Без божества – без вдохновенья.
Наши дни – трезвые, живые дни усиленной, необходимой работы. Дни весенние, но серые, без солнца. И необходимая работа поглощает силы работников, самых разнообразных, теперь сходящихся. Литература скромно отступила пока перед политикой, метафизика закрыла лицо – перед жизнью, ведь жизнь не ждет!
В такие напряженные дни, когда особенно близка опасность, для каждого, незаметно принять первое и необходимое – за последнее, окончательное и единственное (именно потому, что – оно первое и необходимое, хотя только первое и необходимое) – в такие дни живительно увидать нежную книжку молодых стихов. Такова книжка А. Блока «Стихи о Прекрасной Даме».
Книжка эта родилась точно вне временности, – вне современности, во всяком случае. Она и стара, и нова, хотя, может быть, все-таки не вечна, ибо соткана из слишком легкой паутины. Она, может быть, только отдаленный намек на ту красоту, правду и сиянье, которые должны спуститься с небес на землю и властно обвить жизнь; а эти «бледные, белые, снеговые намеки» – конечно, должны таять, если коснется их горячее дыханье земли.

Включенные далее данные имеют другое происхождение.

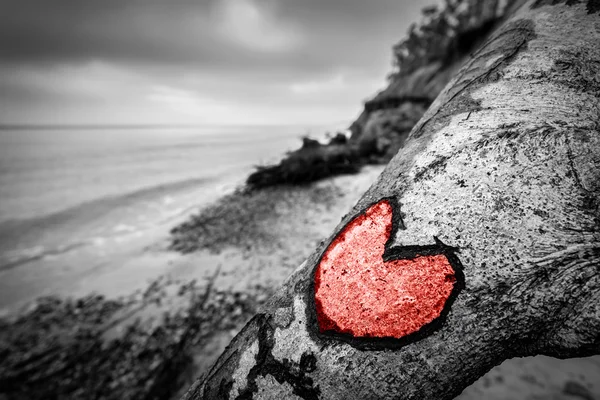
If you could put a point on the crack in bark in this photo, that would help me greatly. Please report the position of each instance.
(283, 371)
(525, 27)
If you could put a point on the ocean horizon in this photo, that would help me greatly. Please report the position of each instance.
(66, 187)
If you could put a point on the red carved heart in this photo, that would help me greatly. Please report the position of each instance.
(360, 294)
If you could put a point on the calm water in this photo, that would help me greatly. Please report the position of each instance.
(61, 189)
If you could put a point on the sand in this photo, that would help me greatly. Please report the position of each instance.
(284, 227)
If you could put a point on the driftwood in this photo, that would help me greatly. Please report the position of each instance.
(502, 173)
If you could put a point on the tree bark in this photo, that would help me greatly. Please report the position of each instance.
(504, 170)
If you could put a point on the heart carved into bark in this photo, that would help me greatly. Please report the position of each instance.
(370, 294)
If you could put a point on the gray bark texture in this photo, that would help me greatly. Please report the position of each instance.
(504, 165)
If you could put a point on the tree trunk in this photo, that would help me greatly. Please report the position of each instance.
(488, 221)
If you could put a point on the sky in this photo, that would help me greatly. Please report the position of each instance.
(214, 62)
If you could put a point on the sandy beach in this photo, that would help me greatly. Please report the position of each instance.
(273, 232)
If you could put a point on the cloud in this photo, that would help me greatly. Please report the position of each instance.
(336, 82)
(254, 26)
(180, 61)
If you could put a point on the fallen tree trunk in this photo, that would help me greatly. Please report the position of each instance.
(479, 242)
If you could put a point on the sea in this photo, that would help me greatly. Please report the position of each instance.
(66, 188)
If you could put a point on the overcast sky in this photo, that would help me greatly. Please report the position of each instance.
(195, 61)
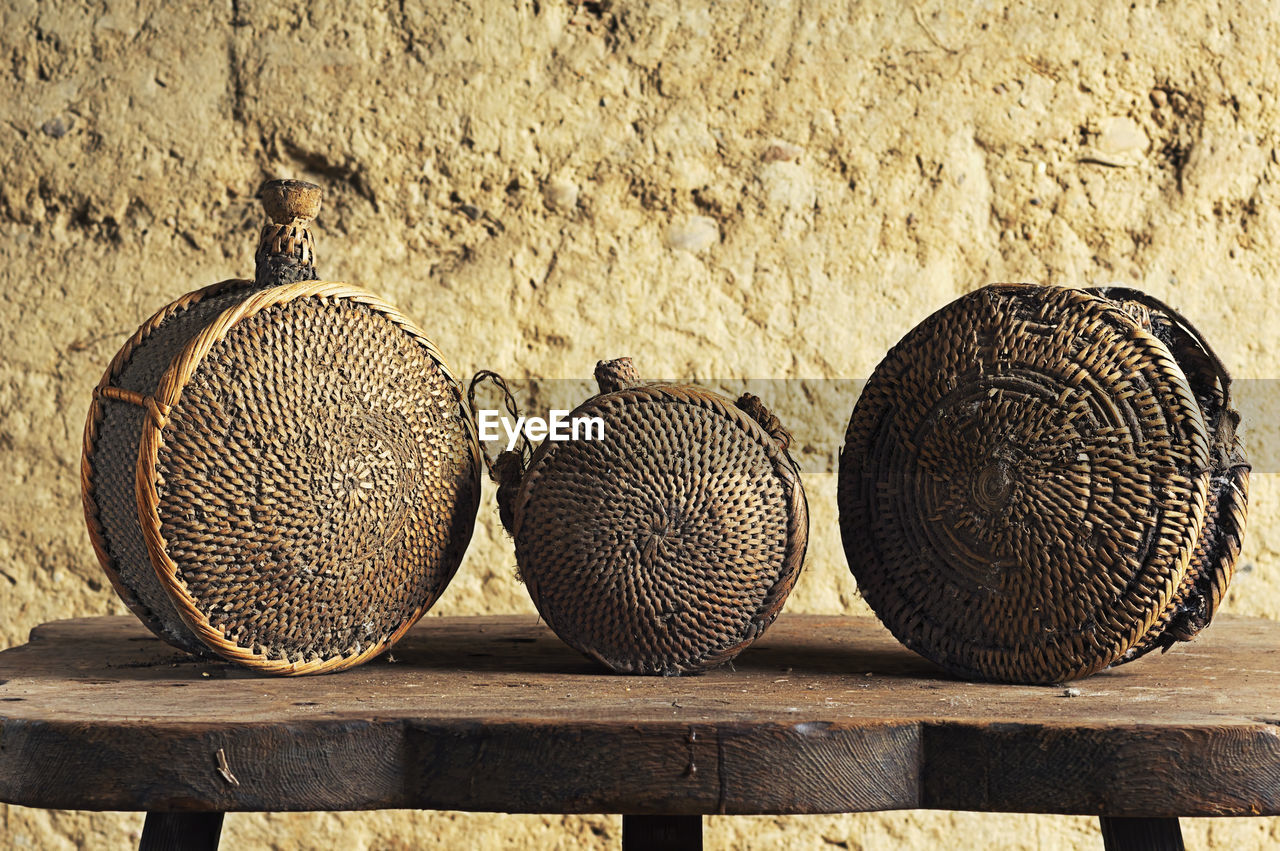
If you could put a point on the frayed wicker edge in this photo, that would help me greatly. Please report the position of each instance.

Не будем же требовать от этой милой книжки более того, что она может дать; она и так дает нам много, освежает и утешает нас, посылает легкий, мгновенный отдых. Мы устаем от трезвого серого дня и его несомненностей. И мы рады, что поэт говорить нам:
Я вышел в ночь – узнать, понять
Далекий шорох, близкий ропот,
Несуществующих принять,
Поверить в мнимый конский топот…
. . . . . . . . . .
Отрадно все-таки, что есть и жива еще «Прекрасная Дама», «Она», «Дева, Заря, Купина», которая «тайно тревожна и тайно любима».
Я, отрок, зажигаю свечи,
Огонь кадильный берегу.
Она без мысли и без речи
На том смеется берегу…
Она, Она, везде Она – и песни ее рыцаря так прекрасны, во всем их однообразии, что не знаешь, которую выписать. Кто Она? Конечно, не земная дама средневековых рыцарей: может быть, «Дева Радужных Ворот» Владимира Соловьева? Вечная Женственность? София Премудрость? Все равно. Мы не знаем, вряд ли знает ее и ее рыцарь. Он не знает более того, что говорит
Вхожу я в темные храмы.
Совершаю бедный обряд,
Там жду я Прекрасной Дамы
В мерцаньи красных лампад.
В тени у высокой колонны
Дрожу от скрипа дверей.
А в лицо мне глядит, озаренный,
Только образ, лишь сон о Ней.
Это там, где
Только образ, лишь сон о ней…
но рыцарь имеет «виденья, непостижные уму», он видит не только «сны о Ней».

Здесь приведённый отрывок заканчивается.